第74話・ギルバードの鷲は特別なようです

 わたしの不安を取り除くように彼はほほ笑んだ。


「すぐに戻るから。外の様子を見てくる。だから待ってて」

「うん」


 彼に向けた返事は、頼りない心から出たものだった。暖炉の前で膝を抱えて待っていると、彼はすぐに戻ってきた。


「ジェーン。お腹すいてないか?」

「……ギルバード」

「僕の飼っている鷲のルアが運んできてくれたんだけど……」


 ギルバードは編み籠を手にしていた。中にパンやハムやチーズが入っていて、小さな葡萄酒のボトル瓶も二本入っていた。


「凄いわね。あなたの鷲って。でも、これをどこから持ってきたのかしら?」

「僕のいたテントからだ。

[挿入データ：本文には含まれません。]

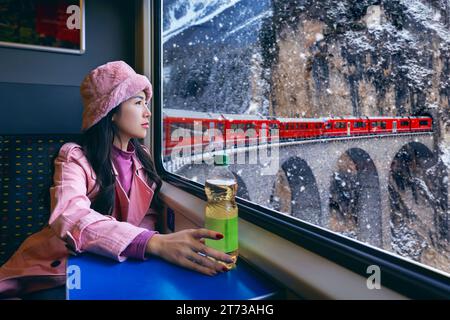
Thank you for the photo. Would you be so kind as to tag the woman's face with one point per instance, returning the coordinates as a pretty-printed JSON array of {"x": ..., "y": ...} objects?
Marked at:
[{"x": 133, "y": 117}]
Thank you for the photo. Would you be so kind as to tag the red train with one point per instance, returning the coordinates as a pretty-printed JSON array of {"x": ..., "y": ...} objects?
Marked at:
[{"x": 196, "y": 124}]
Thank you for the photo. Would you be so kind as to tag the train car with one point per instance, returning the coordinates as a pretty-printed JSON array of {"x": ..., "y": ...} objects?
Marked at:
[
  {"x": 294, "y": 128},
  {"x": 419, "y": 124},
  {"x": 337, "y": 127},
  {"x": 95, "y": 204},
  {"x": 194, "y": 125},
  {"x": 381, "y": 125},
  {"x": 245, "y": 130}
]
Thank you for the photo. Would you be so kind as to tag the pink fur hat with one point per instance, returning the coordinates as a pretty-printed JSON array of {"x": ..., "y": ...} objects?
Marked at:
[{"x": 106, "y": 87}]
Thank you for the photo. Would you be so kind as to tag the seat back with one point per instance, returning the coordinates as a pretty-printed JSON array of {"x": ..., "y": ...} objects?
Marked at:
[{"x": 26, "y": 163}]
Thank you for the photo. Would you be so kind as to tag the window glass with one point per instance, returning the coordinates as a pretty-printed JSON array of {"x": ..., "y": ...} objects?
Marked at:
[{"x": 285, "y": 61}]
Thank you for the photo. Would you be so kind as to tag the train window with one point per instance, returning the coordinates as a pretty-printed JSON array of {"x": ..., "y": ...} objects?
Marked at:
[{"x": 236, "y": 60}]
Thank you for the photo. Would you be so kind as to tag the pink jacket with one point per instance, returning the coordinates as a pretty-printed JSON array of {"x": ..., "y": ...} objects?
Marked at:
[{"x": 40, "y": 262}]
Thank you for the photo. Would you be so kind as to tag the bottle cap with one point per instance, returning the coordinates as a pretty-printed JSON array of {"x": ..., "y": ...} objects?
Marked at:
[{"x": 221, "y": 160}]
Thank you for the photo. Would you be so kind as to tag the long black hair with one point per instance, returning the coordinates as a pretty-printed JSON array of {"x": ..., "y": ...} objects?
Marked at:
[{"x": 97, "y": 143}]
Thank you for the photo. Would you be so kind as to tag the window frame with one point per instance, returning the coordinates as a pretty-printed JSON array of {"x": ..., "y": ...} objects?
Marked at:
[{"x": 412, "y": 279}]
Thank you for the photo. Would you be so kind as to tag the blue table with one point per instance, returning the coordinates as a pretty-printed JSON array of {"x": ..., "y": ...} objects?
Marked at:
[{"x": 102, "y": 278}]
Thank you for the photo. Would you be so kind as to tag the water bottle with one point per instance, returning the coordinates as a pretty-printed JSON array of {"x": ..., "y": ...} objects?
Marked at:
[{"x": 221, "y": 210}]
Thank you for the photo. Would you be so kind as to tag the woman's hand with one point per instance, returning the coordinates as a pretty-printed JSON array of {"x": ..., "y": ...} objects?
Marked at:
[{"x": 183, "y": 248}]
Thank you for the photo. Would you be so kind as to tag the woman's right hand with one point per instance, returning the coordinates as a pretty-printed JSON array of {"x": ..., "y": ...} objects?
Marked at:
[{"x": 183, "y": 248}]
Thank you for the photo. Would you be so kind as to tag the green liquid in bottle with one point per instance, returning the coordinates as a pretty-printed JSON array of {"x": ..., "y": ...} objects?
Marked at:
[{"x": 222, "y": 216}]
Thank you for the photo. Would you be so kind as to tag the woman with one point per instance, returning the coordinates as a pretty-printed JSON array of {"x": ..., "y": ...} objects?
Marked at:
[{"x": 101, "y": 198}]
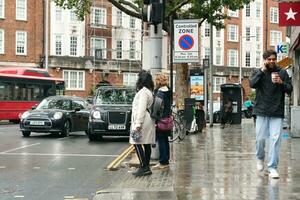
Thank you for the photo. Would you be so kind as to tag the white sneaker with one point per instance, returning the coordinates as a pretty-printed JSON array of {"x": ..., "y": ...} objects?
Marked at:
[
  {"x": 260, "y": 165},
  {"x": 273, "y": 173}
]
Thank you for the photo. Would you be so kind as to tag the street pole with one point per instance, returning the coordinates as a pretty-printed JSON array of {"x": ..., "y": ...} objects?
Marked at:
[
  {"x": 211, "y": 61},
  {"x": 46, "y": 33}
]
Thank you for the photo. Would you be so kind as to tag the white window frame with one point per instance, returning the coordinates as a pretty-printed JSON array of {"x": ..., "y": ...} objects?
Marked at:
[
  {"x": 233, "y": 13},
  {"x": 232, "y": 60},
  {"x": 129, "y": 79},
  {"x": 248, "y": 10},
  {"x": 274, "y": 16},
  {"x": 23, "y": 16},
  {"x": 2, "y": 9},
  {"x": 232, "y": 33},
  {"x": 275, "y": 37},
  {"x": 24, "y": 45},
  {"x": 248, "y": 59},
  {"x": 217, "y": 82},
  {"x": 58, "y": 45},
  {"x": 132, "y": 49},
  {"x": 119, "y": 18},
  {"x": 73, "y": 48},
  {"x": 119, "y": 49},
  {"x": 58, "y": 13},
  {"x": 102, "y": 17},
  {"x": 93, "y": 48},
  {"x": 79, "y": 84}
]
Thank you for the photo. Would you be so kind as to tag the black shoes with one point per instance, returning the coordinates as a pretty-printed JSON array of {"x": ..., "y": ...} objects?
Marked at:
[{"x": 142, "y": 171}]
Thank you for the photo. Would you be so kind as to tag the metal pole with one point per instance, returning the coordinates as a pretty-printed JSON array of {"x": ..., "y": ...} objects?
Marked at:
[
  {"x": 241, "y": 60},
  {"x": 46, "y": 33},
  {"x": 211, "y": 59},
  {"x": 171, "y": 56}
]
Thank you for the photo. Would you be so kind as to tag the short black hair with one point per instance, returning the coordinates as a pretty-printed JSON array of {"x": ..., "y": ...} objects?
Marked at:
[
  {"x": 268, "y": 53},
  {"x": 144, "y": 80}
]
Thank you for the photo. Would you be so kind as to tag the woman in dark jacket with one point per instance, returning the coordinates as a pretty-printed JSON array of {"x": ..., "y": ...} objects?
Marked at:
[{"x": 163, "y": 91}]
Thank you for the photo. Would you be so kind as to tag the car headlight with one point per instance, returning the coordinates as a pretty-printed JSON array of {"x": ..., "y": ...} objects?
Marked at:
[
  {"x": 25, "y": 114},
  {"x": 96, "y": 114},
  {"x": 58, "y": 115}
]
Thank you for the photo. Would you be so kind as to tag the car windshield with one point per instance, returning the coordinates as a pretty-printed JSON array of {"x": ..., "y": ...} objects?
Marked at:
[
  {"x": 54, "y": 104},
  {"x": 114, "y": 96}
]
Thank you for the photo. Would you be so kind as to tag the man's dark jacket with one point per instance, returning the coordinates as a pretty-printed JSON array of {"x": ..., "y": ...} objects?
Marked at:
[{"x": 269, "y": 101}]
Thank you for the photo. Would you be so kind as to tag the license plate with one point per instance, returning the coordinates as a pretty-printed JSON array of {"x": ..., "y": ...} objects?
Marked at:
[
  {"x": 116, "y": 127},
  {"x": 37, "y": 123}
]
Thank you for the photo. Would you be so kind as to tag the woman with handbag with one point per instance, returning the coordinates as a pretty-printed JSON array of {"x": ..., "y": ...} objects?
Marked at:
[
  {"x": 142, "y": 130},
  {"x": 165, "y": 124}
]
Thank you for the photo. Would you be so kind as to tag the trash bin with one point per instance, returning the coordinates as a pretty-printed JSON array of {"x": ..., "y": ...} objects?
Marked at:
[
  {"x": 189, "y": 104},
  {"x": 233, "y": 92}
]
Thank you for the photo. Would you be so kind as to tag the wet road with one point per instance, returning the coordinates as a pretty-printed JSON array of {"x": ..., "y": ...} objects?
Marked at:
[{"x": 44, "y": 167}]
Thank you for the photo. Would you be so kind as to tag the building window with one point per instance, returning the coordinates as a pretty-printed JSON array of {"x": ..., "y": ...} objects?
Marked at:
[
  {"x": 119, "y": 18},
  {"x": 132, "y": 22},
  {"x": 276, "y": 37},
  {"x": 218, "y": 81},
  {"x": 218, "y": 55},
  {"x": 119, "y": 49},
  {"x": 258, "y": 34},
  {"x": 73, "y": 16},
  {"x": 98, "y": 43},
  {"x": 248, "y": 59},
  {"x": 258, "y": 9},
  {"x": 257, "y": 61},
  {"x": 206, "y": 53},
  {"x": 232, "y": 57},
  {"x": 58, "y": 45},
  {"x": 1, "y": 41},
  {"x": 232, "y": 33},
  {"x": 274, "y": 15},
  {"x": 132, "y": 49},
  {"x": 2, "y": 9},
  {"x": 74, "y": 80},
  {"x": 232, "y": 13},
  {"x": 21, "y": 9},
  {"x": 248, "y": 10},
  {"x": 130, "y": 79},
  {"x": 98, "y": 16},
  {"x": 73, "y": 45},
  {"x": 247, "y": 34},
  {"x": 58, "y": 13},
  {"x": 207, "y": 29},
  {"x": 21, "y": 43},
  {"x": 218, "y": 33}
]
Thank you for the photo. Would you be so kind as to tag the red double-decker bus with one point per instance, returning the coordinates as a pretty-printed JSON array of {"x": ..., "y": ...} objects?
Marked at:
[{"x": 21, "y": 88}]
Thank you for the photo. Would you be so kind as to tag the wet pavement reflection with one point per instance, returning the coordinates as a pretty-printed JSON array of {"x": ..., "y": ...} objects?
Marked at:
[{"x": 218, "y": 164}]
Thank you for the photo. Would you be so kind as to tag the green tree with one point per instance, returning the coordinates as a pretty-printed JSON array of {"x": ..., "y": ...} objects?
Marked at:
[{"x": 214, "y": 12}]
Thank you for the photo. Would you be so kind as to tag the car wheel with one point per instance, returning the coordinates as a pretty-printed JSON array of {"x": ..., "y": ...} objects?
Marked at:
[
  {"x": 26, "y": 133},
  {"x": 66, "y": 130}
]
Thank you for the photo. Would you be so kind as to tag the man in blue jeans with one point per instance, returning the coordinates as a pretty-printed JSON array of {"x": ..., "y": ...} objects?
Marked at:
[{"x": 271, "y": 83}]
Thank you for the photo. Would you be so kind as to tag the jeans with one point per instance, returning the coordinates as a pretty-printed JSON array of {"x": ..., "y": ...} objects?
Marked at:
[
  {"x": 143, "y": 154},
  {"x": 164, "y": 148},
  {"x": 268, "y": 128}
]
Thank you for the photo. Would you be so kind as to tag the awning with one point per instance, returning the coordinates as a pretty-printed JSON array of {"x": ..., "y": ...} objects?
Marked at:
[{"x": 295, "y": 44}]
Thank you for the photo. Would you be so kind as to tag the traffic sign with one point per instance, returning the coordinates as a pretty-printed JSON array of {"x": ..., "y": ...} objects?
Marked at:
[{"x": 186, "y": 41}]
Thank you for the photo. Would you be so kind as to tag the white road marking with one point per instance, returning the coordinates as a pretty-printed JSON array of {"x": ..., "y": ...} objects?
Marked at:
[
  {"x": 58, "y": 154},
  {"x": 18, "y": 196},
  {"x": 22, "y": 147}
]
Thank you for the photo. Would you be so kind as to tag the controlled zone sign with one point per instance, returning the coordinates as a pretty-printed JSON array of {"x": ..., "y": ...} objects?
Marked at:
[{"x": 186, "y": 41}]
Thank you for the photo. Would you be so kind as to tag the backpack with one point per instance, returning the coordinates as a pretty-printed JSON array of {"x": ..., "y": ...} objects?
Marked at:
[{"x": 157, "y": 107}]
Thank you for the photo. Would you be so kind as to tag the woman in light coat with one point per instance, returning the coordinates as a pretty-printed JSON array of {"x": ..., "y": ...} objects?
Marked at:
[{"x": 142, "y": 123}]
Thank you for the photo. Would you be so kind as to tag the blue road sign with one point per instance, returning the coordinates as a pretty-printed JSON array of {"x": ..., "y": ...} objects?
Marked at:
[{"x": 186, "y": 42}]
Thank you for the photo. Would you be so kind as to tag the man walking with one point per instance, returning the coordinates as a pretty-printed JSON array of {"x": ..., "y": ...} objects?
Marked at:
[{"x": 271, "y": 83}]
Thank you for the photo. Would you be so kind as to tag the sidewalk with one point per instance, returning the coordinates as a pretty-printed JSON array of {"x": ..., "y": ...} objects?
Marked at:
[{"x": 217, "y": 164}]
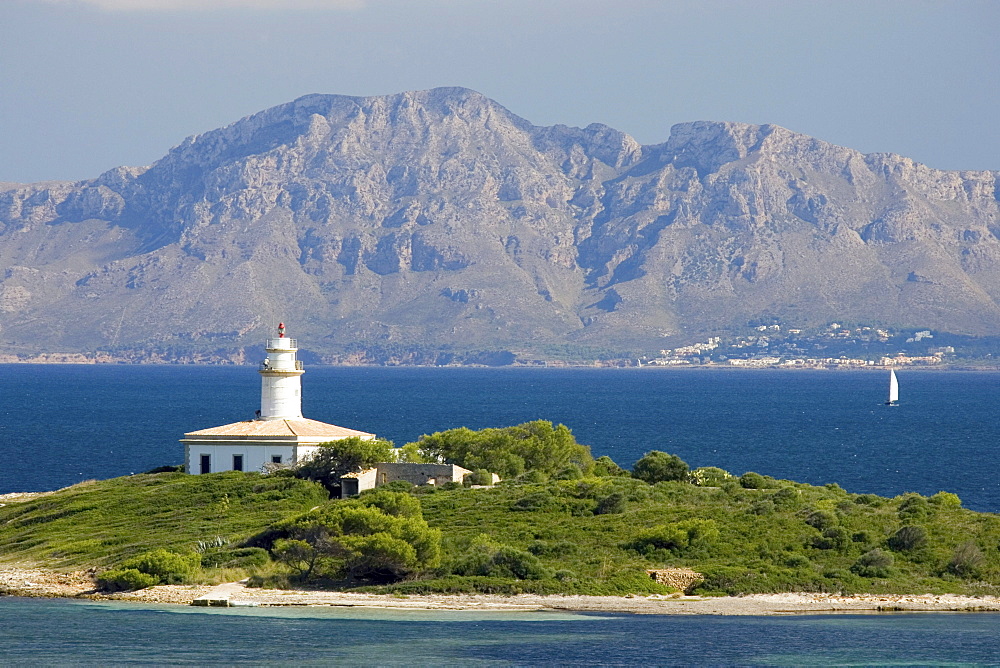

軽食とワインは移動中も切らさないように用意していたから」

「ずい分と気が利いているのね。あなたの鷲って」

「まあね」


 こんなことスティールでも出来なさそうだわ。と、思っていると、ギルバードが苦笑していた。


「何かあった場合の為に、色々と教え込んでいたから」

「そうなの? あなたには驚かされぱなしだわ」

「まあ、食べようよ。ジェーン。お腹すいた」


 籠を突き出してくるギルバードは、邪気がなさそうに見えた。籠の中のチーズやハムを見ていたら、お腹が小さな賛同の声をあげていた。窓の外からはカサッと音がする。何の音かと、びくついたわたしにギルバードは言った。


「ルアに外を見晴らせているんだ」

「えっ? 鷲って昼行性ではないの? 鳥目とか聞くし、夜は動かないんじゃないの?」


 夜だというのにルアに食事を運ばせたり、外を見張らせるだなんて可能なのかしら? 前世の記憶を頼りに聞いて見ると、ギルバードは笑った。


「良く知ってるね。ジェーンがそんなことを知ってるとは思っても見なかった」

「前に……お父さまからそんな話を聞いたような気がしたから」


 まさか前世の記憶からなんて言える訳がないので、お父さまから聞いたのだと嘘を付いてしまった。この国の者は前世の記憶持ちをあまり良くは思っていない。人間は皆、死んだら天国にいくと国教であるルシアス教の教えを頑なに信じているので、前世の記憶を持っているという事は、なにか天国にいけないほどの罪を犯して、再び人生をやり直すようにと神の意思によって生まれ変わらせられた罪深き人と思われる為である。


 その為にわたしは前世の記憶が蘇っても、そのことを誰にも明かせずにいた。


「そうだったね。きみの義弟も隼を育てるぐらいだし、パール公爵も鷹狩りは名人の域に達していらっしゃったね。鷲は昼行性だけど夜も視力は衰えていないし、鷲の中でもルアは特別なんだ。僕のお願いを彼女は何でも聞いてくれるんだよ」

「そうなの。鷲の心も掴んでしまうだなんて、あなたも只者ではないわね?」


 ため息を漏らすと、ギルバードはくすりと笑いながら手にしたクロワッサンにハムとチーズを挟んで渡してくる。お腹のすいていたわたしは、それにありがとうと言いながらかぶりついた。